My latest story, "For Blood", a sci-fi/mystery combo, is up at Black Cat Weekly #35. Available at Black Cat and  Amazon.  


 

04 May 2022

The Tribe Gathers in Albuquerque


The last big event for the mystery community before Covid was Left Coast Crime 2020 in San Diego.  It was shut down on the first day.

The first big event in the after-we-hope times was, appropriately enough, also Left Coast Crime, this year in Albuquerque, New Mexico. I was there.  It was lively and, I think, bigger than usual, because as one writer told me, it was the first gathering of the tribe in so long.

The first time I heard the mystery community referred to as a tribe was in 1993 when Donald E. Westlake was named a Grand Master by the MWA.  During his speech at the Edgars Banquet he said "You're my tribe!"  And so we are.

So let's talk about some of the highlights.  If you find yourself at an LCC in the future (like in Tucson, next spring) there are a few special events you don't want to miss.  One is the Author Speed Dating.  Twenty tables are set up and fans pick one and stay while forty authors make their way from table to table.  Each author has two minutes to explain why you should definitely buy their book and not all the other trash that's being promoted.  (Well, nobody says the last part.)  I have been on both sides and I can tell you it is much more fun being a listener at these things than a talker.  (Imagine giving the same elevator pitch 20 times in a row.)

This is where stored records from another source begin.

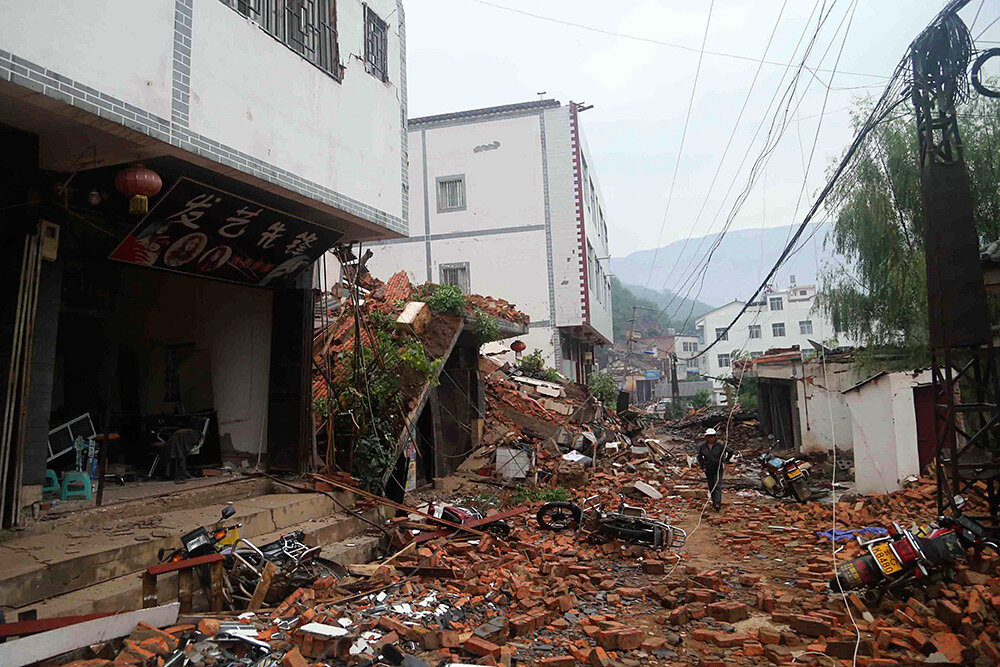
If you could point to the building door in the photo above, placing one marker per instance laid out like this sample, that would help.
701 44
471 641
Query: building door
778 411
923 405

Another treat is the New Author's breakfast where rookies  have a very brief moment to talk about their debut works.  I came away with a list of half a dozen books I wanted to check out.

The table hosts.

And then there's the Awards Banquet. I was lucky enough to host a table with the inimitable S.J. Rozan where we attempted to entertain seven guests while the food somewhat slowly appeared (more about that later).

The award winners, by the way, demonstrate one of the exciting trends we are seeing in our field: the increase in diversity of authors (and I hope readers). 

I moderated a panel on secondary characters, which gave me a chance to introduce Bonnar Spring, Greg Herren, Karen Odden, and (ahem) this year's MWA Grand Master Laurie R. King.  That was fun.

I was also on a panel on short stories.  As a major supporter of the brief mystery I was thrilled that there were three panels on that subject - and all were well-attended.

This weekend was my first opportunity to listen to Mick Herron who is flying high since Apple TV just premiered a series based on his Slow Horses spy novel series in April.  Literally true: When I heard that Gary Oldman had been cast as the main character I signed up for Apple TV, just like that.

Members of the Short Mystery
Fiction Society met for breakfast.

Herron was interviewed by editor Juliet Grames, who said that since Sir Mick Jagger had sung the theme song for Slow Horses they were obviously best buds now and needed a clever couple name.  Herron suggested The Micks, logically enough.    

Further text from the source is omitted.